I wasn't surprised to find six long-stemmed white lilies in the box when we got up to the apartment. I put them in a vase of water on the dining room table and made myself a mental note to discuss the lilies with Rodney when we were alone.
We spent Christmas in New York where Lilly was able to be with Joe and his family, and Rodney and I had some private time together. The lilies kept arriving, one every other day and our “house in the sky,” as Lilly called it, was always filled with the fresh flowery scent. Rodney said he knew nothing about them, even after I pressed him about how they were delivered to me over the past two years, no matter where I was.
"They came to our house in Brooklyn Heights. They'd arrive at Marianne's house when we stayed there. After I bought the house on Gravier Road they'd be waiting for us when we arrived in Jean Ville, and the florist would deliver one at least every other day. After we moved into this apartment, they were delivered here. Whoever is sending them knows where I am—which house and city. It's spooky and I always thought it might be you."
"I wish I could take credit, Susie. Sorry." He kissed me on the cheek and I looked away, wondering who the heck kept sending these lilies.

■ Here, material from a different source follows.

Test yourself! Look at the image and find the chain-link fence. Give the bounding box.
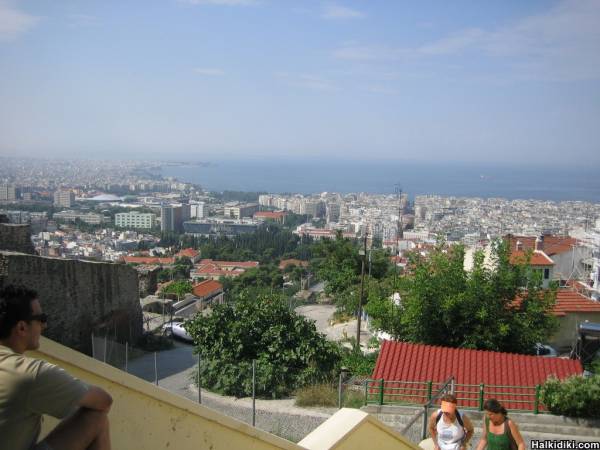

While Lilly was with Joe, Rodney and I revisited all the places we had gone when I was eighteen and he'd come to visit me—the New York Public Library on Fifth Avenue, the coffee shops in Soho, the delis in Greenwich Village, the ferry to Ellis Island. We also spent time alone in the apartment, ordering meals from the restaurants downstairs and languishing in bed most of the day before Christmas Eve. We talked about where we would live after we were married and Rodney reminded me he'd promised his brother, Jeffrey, he'd go back to Jean Ville and practice law with him and Sarah.
I told him I was afraid Jean Ville had not kept pace with the rest of the world as far as bigotry and prejudice. I said I didn't think we'd be safe, maybe Lilly wouldn't be safe, in our hometown.
What is it about hometowns that beckon people back after years of living away? Rodney had not lived in Jean Vil
le in seventeen years—seven years in college and law school and ten years in the army. He’d become accustomed to military life, where discrimination was almost nonexistent, so he couldn't imagine that our town hadn't kept up with Civil Rights.
I knew Jean Ville wasn't ready for a mixed-race couple. I saw it in my dad's reaction when I told him who I was going to marry. I read it on the faces of my white friends like Cindy and Sylvia and their parents, too. I was deathly afraid of what might happen to Rodney or, even worse, Lilly, if we lived there as a family.
In the time I’d had my little house on Gravier, I’d experienced backlash from my white friends and my own family members, simply because of my relationship with Marianne and Tootsie. Bigotry was still active and rampant in Jean Ville, Louisiana.
I urged Rodney to consider living in New York for Lilly's sake. Finally, we compromised.
I agreed we would get married in Jean Ville so our families and close friends could be at the wedding, and I promised we would spend the summers on Gravier Road where Lilly could be with her cousins and Rodney with his family.
Rodney agreed we would live and work in New York during the school year and he would work with Mr. Milton handling my accounts. Meanwhile, Lilly would complete her three years of high school and I would finish my second book about Catfish and his stories.
“After Lilly graduates from high school we can re-assess whether it’s safe to move back home,” I promised. That seemed to make both Rodney and Lilly happy.
Lilly returned from Joe’s house on Christmas Eve. The three of us had a private party where we exchanged gifts, then we attended midnight Mass at St. Patrick's Cathedral.
On Christmas morning, a huge box of white lilies arrived.